For as “free” as the Pacific Crest Trail may have hikers convinced that they are, what many fail to realize is that they have become slaves to their basic needs; and that in doing so, they have also become quite predictable creatures.
So how do you learn to predict the actions of hikers? Well first, you need to understand the mind of the hiker.
The hiker has different needs than those of non-hikers (at least their perceived needs are different), and we can use these needs as a sort of guide when attempting to anticipate hiker behaviors.
Typically, hikers’ basic needs reflect the following: water, food, and shelter (yes, I know everyone needs these things, but typically you are not forced to think to yourself, “I wonder when the next opportunity to drink water will be” or “I really hope to eat something other than trail mix tomorrow”).

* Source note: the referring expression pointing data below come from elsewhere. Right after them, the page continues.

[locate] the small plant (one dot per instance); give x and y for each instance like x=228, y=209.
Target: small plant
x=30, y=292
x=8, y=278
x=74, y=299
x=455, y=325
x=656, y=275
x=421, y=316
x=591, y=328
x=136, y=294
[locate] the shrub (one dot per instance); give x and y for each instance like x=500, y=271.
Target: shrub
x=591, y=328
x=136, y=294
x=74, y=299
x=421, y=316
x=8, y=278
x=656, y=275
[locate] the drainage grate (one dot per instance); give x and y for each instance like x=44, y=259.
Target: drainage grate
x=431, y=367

Simple enough, right? These three items are excellent at attracting hikers, but oftentimes hikers will be able to meet these needs on their own at which point they will move in search of their second-order needs (note: in times of rain or snow shelter becomes incredibly valuable and the offer of shelter alone can be an excellent draw).

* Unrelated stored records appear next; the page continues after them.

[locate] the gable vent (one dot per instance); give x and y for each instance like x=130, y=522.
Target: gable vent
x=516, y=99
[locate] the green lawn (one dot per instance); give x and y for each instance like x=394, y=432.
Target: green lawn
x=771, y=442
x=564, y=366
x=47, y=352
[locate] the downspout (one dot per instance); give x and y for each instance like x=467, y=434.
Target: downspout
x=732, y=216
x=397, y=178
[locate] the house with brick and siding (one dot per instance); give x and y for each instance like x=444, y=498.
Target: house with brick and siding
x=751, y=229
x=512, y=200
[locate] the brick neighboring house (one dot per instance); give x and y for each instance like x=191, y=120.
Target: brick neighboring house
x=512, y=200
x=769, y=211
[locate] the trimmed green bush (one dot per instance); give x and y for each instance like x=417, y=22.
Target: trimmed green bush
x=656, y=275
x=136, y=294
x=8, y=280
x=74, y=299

Hikers having reached this state will seek out the following:
- Electrical outlets (because solar chargers are only so reliable)
- Showers (although these become less important farther down trail)
- Laundry facilities (really just for drying or freshening socks)
- WiFi (because there won’t be cell reception)
- Rides to town (bonus points for REI or a supermarket)
However, if you are still finding it difficult to find hikers, you do have an ace in the hole. Many hikers will make an extra effort to obtain alcohol (or the marijuana) whilst on or off the trail.
Once you have engaged a hiker you must proceed cautiously.
The attainment of a single hiker can be manageable, but beware, once a hiker discovers a source of aforementioned needs, it will not be long before word spreads to all hikers in the proximity. And believe me, word will spread, and they will come.
In as little as an hour, one hiker could turn into dozens, and word may even spread back down the trail to hikers having yet to reach your location. Be wary in your assistance of the hiker, but assist nonetheless; thru-hikers are incredibly grateful creatures and they will usually go out of their way to help you back should your assistance be deemed genuine (hikers can easily sniff out those attempting to lure weary souls off the trail in the hopes of financial gain (which is a bad business model in the first place since hikers usually have little to no money)).
Restoring faith in humanity is a job not to be taken lightly.